Let's get it straight: the last few years have not been kind to creative minds. The main reason? One acronym: AI. Or rather, how it's been used and exploited.
Ever since the first Large Language Model (LLM) emerged to the public in 2022, a massive craze has flooded corporate boards about the potential benefits to be gained. Not creatively, not in efficiency, but rather in cost-cutting.
The AI surge in content creation, from writing to videos and graphic design, has led to massive layoffs in several creative fields, including a Media Monitoring company that laid off its entire staff, and now publishes AI-generated reporting.
The freelancing world has also suffered a toll. Most gigs popping up online are focused on training internal AI machines to take the jobs we used to proudly do with our neurotic minds.
Since its emergence, many other models have come to life, and they've all evolved to create more and more sophisticated content, from pictures to videos—always trying to blur the line between fiction and reality.
But did they find their audience? Do people prefer artificial content over human creation? Not really.
The Lack of Ethics Behind AI
At first, there seemed to be a mass enthusiasm about the technology, especially when it came to writing. Many people felt relieved to stop writing overly polite emails and empty-souled cover letters (and if I must confess, I can’t disagree with the use of AI in the latter, especially since I consider them to be an unnecessary hypocrisy).

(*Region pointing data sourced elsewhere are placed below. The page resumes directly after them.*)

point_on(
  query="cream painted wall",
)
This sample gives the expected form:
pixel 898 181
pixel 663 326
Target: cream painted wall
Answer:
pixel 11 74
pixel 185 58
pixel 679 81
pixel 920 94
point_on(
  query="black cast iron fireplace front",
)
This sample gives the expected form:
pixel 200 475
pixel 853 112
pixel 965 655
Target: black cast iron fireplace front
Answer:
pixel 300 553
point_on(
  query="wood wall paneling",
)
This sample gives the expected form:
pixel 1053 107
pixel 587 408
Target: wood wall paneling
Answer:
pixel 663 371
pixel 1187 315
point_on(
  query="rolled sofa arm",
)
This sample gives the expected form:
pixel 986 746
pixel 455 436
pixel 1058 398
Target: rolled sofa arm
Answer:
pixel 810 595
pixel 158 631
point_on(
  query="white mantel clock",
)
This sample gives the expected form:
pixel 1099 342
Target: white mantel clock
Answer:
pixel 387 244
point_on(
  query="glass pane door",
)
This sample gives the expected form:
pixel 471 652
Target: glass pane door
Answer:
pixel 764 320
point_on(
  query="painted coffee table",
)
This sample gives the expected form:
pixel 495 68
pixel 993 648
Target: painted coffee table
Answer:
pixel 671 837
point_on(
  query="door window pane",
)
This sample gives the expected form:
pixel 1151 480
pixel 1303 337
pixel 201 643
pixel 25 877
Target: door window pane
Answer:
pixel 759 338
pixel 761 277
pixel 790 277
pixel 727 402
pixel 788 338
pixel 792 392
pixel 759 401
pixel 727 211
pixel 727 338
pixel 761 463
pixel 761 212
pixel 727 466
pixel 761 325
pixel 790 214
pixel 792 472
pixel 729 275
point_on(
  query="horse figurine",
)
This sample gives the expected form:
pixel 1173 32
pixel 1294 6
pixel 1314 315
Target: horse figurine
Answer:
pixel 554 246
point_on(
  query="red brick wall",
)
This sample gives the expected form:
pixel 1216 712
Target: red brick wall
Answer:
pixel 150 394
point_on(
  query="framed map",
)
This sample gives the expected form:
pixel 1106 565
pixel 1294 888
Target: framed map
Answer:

Don't get me wrong, AI has probably really interesting uses. Administrative tasks, accessibility tools, medical research breakthroughs… these are areas where AI has the potential to help us. But when corporations try to use it to replace the very thing that makes us human—our ability to connect through shared emotional experience—that's where the line needs to be drawn.
Over the years, the mood has shifted. Many professionals vocally opposed the use of AI to replace them, the loudest being the screenwriters of the WGA and the actors of SAG-AFTRA during the double strike of 2023 in Hollywood. Many others have followed their path and taken a strong stand on AI content in their work and policies.
Ethical problems quickly arose regarding the adoption of AI. When it comes to content-generation, the blatant use of stolen intellectual properties has sparked fierce opposition and led to legal actions by artists and authors. The clumsy defense of some AI leaders, claiming that paying the use of stolen intellectual properties would lead to the "end" of AI race, hasn't help them win public sympathy.
On top of this, you have the environmental damage generated in the background by its infrastructure—from the exploitation of rare earths to the ever-growing need for cooling water and the booming electricity prices for the population.
And now, AI-generated content is increasingly visible and criticized on the internet. Just take a look at how the commercials for a famous fast-food franchise were mocked for their questionable visuals. On the opposite side, a French supermarket chain made headlines by openly supporting human artists with their heartwarming spot that crossed digital borders.
Stories Are What Make Us Human
Storytelling is the most powerful socialization asset we own. It's the only bonding form unique to humans. For millennia, every technological progress has been made to facilitate the way we tell stories and share them. We went from telling stories around a fire to drawing them on walls, writing them down on paper, printing them… and now we're able to share them instantly with everyone in the world, thanks to the little computers in our pockets.
What makes stories uniquely human is how much of our personal experiences we put in them, and how relatable they are to the audience. Despite having individual backgrounds, we share the same universal emotions: the fear of not belonging at a new school, the struggle of meeting deadlines at work, the changing relationships with our relatives as we grow up, or finding the love of our life — all deeply personal experiences with communal echo.
We don't just love stories for the plots or the stunning visuals. We love them because they reflect our humanity back at us. And only humans are able to do that.
This is why human storytelling matters so much. This is why we need to cherish it rather than write it off.